Plastics Become Fuel
Plastics are still considered as side flow. Recycling infrastructure has not been fully developed yet. Also, collected plastics often include impurities like stickers, glue, paints or incompatible plastics, and cannot therefore be reused in demanding processes. However, plastics can be recycled to make for instance plastic benches or fences. Due to their high thermal value, most plastics are currently used as fuel replacing, for example, oil. Some plastics are still landfilled.

Maximum Recovery from Metals
The metals contained in a mobile phone can be successfully recycled. The first stage of recovery is separation of the shredded metals into different fractions. Aluminum, ferrous metal and copper fractions are sold to metal refineries. In the refinery, metals are smelted and purified and necessary alloying elements are added. The finished metal ingots can be sold again for production of new parts.
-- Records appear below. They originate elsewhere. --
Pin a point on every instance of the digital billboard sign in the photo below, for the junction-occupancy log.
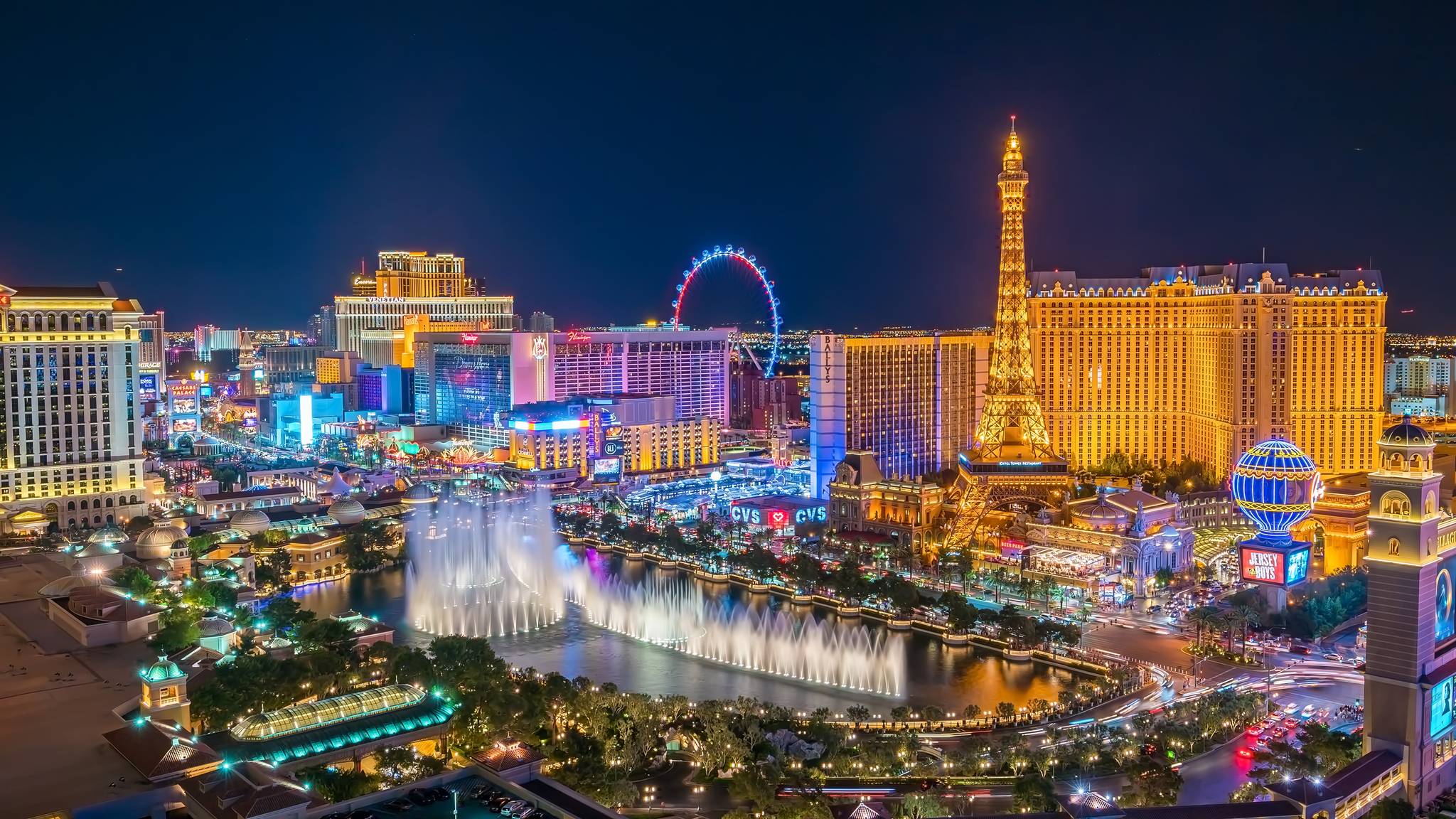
(1273, 567)
(1442, 706)
(147, 387)
(606, 470)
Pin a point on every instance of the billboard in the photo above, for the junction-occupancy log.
(1442, 706)
(147, 387)
(1273, 567)
(606, 470)
(612, 444)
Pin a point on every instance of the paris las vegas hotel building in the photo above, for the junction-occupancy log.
(1209, 360)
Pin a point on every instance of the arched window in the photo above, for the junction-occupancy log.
(1396, 503)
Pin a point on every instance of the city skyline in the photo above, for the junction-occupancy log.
(889, 152)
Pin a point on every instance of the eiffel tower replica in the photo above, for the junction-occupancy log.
(1011, 464)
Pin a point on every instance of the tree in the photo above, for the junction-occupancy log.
(283, 614)
(921, 806)
(1150, 783)
(1389, 808)
(136, 582)
(1321, 752)
(1033, 793)
(325, 634)
(338, 786)
(176, 630)
(404, 764)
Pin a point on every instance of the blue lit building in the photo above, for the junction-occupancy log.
(389, 390)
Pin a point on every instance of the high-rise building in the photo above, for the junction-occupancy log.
(152, 352)
(761, 404)
(911, 400)
(418, 274)
(542, 323)
(70, 427)
(1011, 461)
(1209, 360)
(465, 379)
(323, 330)
(414, 284)
(1411, 662)
(291, 363)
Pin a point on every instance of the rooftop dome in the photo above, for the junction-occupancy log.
(215, 627)
(419, 493)
(1406, 433)
(347, 512)
(158, 542)
(251, 520)
(77, 579)
(161, 537)
(161, 669)
(108, 534)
Printed wiring boards are treated in the copper smelter. In the process, copper and precious metal fractions are smelted and then taken for anode casting and electrolytic refining, which separates copper from the rest of the materials. The remaining precious metal sludge containing gold, palladium and platinum is sent to precious metals plants for recovery.

The metals are sold directly to customers or through metal exchanges. About 40% of the raw materials used by the metal industry are recycled materials. Recycling of metals saves 60-90% of the energy required for mining and dressing metal from ore. The metals from mobile phones can end up, for instance, in copper roofs or ski bindings.